Thursday, September 5, 2013

What Do You Do When It's Gone?


Peyton Manning could barely face the media tonight after a disappointing start to the 2013 PSAS season. When watching him at the podium, one couldn't help but think of an old cowboy, who may still have a enough strength to get the job done eventually, but has noticeably lost a step since his old dog succumbed to the gravity of existence. His bottom lip quivered as he looked off into the projection of the embarrassing replays running on a loop in his mind's eye, and boy, there were plenty of bad replays from tonight's game. On thirty-five different occasions, Peyton Manning threw the ball and his intended target didn't score a touchdown.

It's never easy to watch old age creep into the spines of your G0dz. There was a time when even the most devastating of natural disasters couldn't throw Peyton off his game, but sadly, those days are long gone. "We knew they were gonna use some kinda electromagnetic weapon, and we prepped all week for a thunderstorm at kickoff, but no matter how hard you prepare, there's still gonna be some hiccups. Tonight, there were just too many. I don't want to say if this is the end, or what tomorrow holds, but you aren't gonna last very long in this league throwing seven touchdowns a night, that's for sure. Thunderstorm or otherwise, this is on me."

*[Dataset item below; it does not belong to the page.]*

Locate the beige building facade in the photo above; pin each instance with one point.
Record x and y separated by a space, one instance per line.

Of course, we've all grown up with, or raised our own children on, the story of Peyton Manning facing Rex Grossman during the only downpour in Super Bowl history. Grossman's weather weapons caused thirteen incompletions that night, and Peyton barely made it out of the stadium alive, only saving 87,000 others in the process. Tonight's display brought back the same horrible memories.

"It's really-- daggummit, I told myself I wasn't gonna get all dusted up about this." A kleenex salesman could've made a fortune walking through the hoards of reporters who'd come to see one of their heroes pay his final respects to the football G0dz. "You just, look, you play this game your whole life-- from the moment you can run, they put a helmet on your head and a ball in you hand. Then to come out one day, and know, you just don't got it anymore-- well, it puts a sting in a part of your body you didn't know you had. And y'all'll see it too, it may not be a football, for most of you it won't be; it'll be picking up a pen, or opening a soda pop bottle, and you'll look at your hand and feel betrayed. That's how I felt out there tonight, and I'm sorry y'all had to see that."

There was no clapping as Peyton descended from the podium, into the suddenly anonymous life of an ex-great. The room was filled with the sound of camera flashes, and maybe that's fitting. Maybe the acknowledgement of one's greatness isn't measured by how loudly they're thanked by fans and journalists when they tip their cap one last time, but by how startling their humanity is when it finally defeats their myth.